Após criticar Tadej Pogacar lenda do ciclismo também recebe críticas: “Talvez esteja muito velho, Pogacar é Pogacar, ponto final”
Os recentes comentários da lenda do ciclismo belga, Roger De Vlaeminck sobre Tadej Pogacar geraram grande repercussão no mundo do ciclismo.
O ex-campeão belga afirmou que as comparações entre o esloveno e Eddy Merckx são “absurdas”, acrescentando: “Pogacar não chega aos pés do Canibal”. De Vlaeminck chegou a dizer que, se competisse nos dias de hoje, “não deixaria Pogacar escapar”.

“Pogacar é Pogacar, ponto final“
Riccardo Magrini, vencedor de etapas no Giro d’Italia e no Tour de France de 1983, e ex-colega de pelotão de De Vlaeminck, reagiu às falas do belga e o criticou duramente. Em entrevista ao canal italiano Bicisport, o atual comentarista da Eurosport não poupou palavras:
“Tenho muito respeito por Roger De Vlaeminck como ciclista, tínhamos uma ótima relação pessoal, entretanto seu comentário sobre Pogacar parece completamente deslocado. É absurdo comparar épocas diferentes: é simplesmente errado”. afirmou Magrini.
“Muita coisa mudou, desde os relacionamentos até a preparação e a nutrição. Merckx era Merckx, Hinault era Hinault, Pogacar é Pogacar, ponto final”.

Magrini ainda ironizou os saudosistas que insistem em imaginar como seria se Merckx competisse nos dias atuais. “Às vezes ouço pessoas dizerem: ‘Se Merckx estivesse aqui…’Qual é o sentido?

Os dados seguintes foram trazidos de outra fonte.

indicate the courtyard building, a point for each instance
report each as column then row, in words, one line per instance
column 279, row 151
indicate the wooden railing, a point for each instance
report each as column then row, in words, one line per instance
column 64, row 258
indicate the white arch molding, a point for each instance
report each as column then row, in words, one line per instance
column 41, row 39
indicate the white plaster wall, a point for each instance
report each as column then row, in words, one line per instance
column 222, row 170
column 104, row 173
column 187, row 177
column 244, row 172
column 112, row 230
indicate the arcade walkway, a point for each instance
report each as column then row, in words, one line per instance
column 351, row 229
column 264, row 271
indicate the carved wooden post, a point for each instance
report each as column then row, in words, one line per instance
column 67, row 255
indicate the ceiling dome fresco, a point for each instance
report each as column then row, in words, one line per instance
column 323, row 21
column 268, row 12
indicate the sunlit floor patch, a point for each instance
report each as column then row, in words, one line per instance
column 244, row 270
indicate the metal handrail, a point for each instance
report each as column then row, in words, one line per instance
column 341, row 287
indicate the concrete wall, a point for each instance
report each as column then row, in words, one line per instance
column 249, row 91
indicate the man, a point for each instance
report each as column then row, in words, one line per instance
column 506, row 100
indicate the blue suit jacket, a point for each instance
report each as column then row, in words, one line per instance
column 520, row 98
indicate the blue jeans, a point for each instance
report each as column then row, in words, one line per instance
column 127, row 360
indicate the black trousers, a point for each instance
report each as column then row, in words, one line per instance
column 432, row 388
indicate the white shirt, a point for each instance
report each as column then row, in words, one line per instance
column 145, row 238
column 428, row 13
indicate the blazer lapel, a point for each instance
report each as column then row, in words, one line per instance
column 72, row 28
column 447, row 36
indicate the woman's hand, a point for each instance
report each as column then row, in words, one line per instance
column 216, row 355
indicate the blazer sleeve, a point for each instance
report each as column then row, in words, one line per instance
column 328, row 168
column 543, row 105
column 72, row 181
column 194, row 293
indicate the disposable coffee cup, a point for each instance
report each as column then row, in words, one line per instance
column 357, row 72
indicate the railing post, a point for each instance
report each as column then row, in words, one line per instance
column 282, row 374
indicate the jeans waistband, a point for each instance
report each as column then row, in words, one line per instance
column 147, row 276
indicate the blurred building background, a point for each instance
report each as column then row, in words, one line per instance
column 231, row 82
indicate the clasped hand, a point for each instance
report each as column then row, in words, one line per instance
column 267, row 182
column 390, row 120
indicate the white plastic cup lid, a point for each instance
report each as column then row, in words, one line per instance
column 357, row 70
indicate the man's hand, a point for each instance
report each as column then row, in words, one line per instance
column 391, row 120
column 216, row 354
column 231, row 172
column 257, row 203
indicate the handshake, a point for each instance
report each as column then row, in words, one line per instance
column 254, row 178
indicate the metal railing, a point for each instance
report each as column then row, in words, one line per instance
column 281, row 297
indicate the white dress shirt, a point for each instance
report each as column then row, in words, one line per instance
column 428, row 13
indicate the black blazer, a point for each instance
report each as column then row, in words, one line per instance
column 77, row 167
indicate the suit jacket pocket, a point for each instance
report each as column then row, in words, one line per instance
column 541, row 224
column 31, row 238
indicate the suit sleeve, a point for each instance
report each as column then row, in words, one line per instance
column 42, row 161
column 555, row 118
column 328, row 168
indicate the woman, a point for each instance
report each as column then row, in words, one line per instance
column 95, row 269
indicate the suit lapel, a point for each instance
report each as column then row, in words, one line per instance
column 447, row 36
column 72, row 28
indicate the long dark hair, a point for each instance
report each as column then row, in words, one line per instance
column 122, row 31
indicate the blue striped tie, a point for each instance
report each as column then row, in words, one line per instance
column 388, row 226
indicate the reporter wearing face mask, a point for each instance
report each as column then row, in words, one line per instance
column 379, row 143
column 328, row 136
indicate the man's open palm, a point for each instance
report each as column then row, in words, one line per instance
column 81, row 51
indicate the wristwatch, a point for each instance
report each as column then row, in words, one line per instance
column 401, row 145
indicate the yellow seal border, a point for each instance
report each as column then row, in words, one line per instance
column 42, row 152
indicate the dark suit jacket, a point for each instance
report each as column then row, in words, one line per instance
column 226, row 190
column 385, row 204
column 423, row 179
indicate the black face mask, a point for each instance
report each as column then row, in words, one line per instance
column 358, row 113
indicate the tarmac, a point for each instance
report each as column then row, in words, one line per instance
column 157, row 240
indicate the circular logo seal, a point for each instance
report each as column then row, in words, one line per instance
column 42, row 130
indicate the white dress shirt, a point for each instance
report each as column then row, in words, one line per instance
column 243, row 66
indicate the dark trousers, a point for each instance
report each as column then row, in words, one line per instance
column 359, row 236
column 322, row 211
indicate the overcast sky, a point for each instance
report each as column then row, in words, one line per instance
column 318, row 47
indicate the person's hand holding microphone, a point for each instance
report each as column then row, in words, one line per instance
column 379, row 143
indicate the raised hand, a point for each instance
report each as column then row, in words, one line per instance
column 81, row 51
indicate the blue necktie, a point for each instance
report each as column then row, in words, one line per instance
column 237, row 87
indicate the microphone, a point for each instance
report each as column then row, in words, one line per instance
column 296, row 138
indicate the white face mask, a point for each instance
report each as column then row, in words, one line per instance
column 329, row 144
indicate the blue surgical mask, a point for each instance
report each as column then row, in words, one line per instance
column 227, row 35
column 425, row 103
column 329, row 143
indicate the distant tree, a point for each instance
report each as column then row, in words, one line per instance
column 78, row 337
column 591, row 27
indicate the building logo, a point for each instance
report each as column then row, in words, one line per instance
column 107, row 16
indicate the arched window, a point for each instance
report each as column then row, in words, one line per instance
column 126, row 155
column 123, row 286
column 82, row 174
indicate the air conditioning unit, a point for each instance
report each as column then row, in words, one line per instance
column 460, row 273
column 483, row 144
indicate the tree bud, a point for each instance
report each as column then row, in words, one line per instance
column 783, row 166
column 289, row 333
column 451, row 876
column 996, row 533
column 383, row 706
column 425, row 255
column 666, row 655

Merckx não está aqui; ele viveu sua época e seguiu seu caminho”, completou.
“Talvez De Vlaeminck tenha envelhecido demais“
O ex-ciclista também refletiu sobre a forma como o envelhecimento pode afetar a visão dos antigos campeões: “Talvez De Vlaeminck tenha envelhecido demais: quando se fica mais velho, a gente tende a pensar apenas no que já conquistou”.
“Me sinto privilegiado porque, graças ao meu papel como comentarista, consigo apreciar o ciclismo atual de verdade”, comentou Magrini.

Ele destacou que o ciclismo moderno é repleto de talentos excepcionais e negou que as corridas estejam monótonas. “Eu gosto muito de Tadej Pogacar e não entendo quem diz que ele não tem rivais ou que torna as corridas chatas”.
“O ciclismo atual está cheio de ciclistas fenomenais. Talvez se possa desejar um pouco mais de espírito competitivo em algumas provas, como vimos na Milan-Sanremo este ano. Mas, no geral, não há do que reclamar”, acrescentou Magrini.

“Aproveitar o presente, não comparar com o passado”
Por fim, Magrini reafirmou sua discordância com De Vlaeminck, comparando a discussão com o futebol: “Eu realmente não entendo o argumento de De Vlaeminck: é como perguntar como Sivori ou Maradona se sairiam no futebol atual, contra as defesas de hoje”.
“Roger foi um campeão e teria sido em qualquer época, disso eu tenho certeza, mas nem faz sentido perguntar se ele teria aguentado a aceleração de Pogacar ou não”, declarou.

O italiano concluiu destacando que prefere desfrutar o presente do esporte sem recorrer a comparações forçadas: “Eu vivencio o ciclismo de forma diferente: aproveito o momento, aproveito os fenômenos de hoje como aproveitava os do passado, sem precisar fazer comparações.”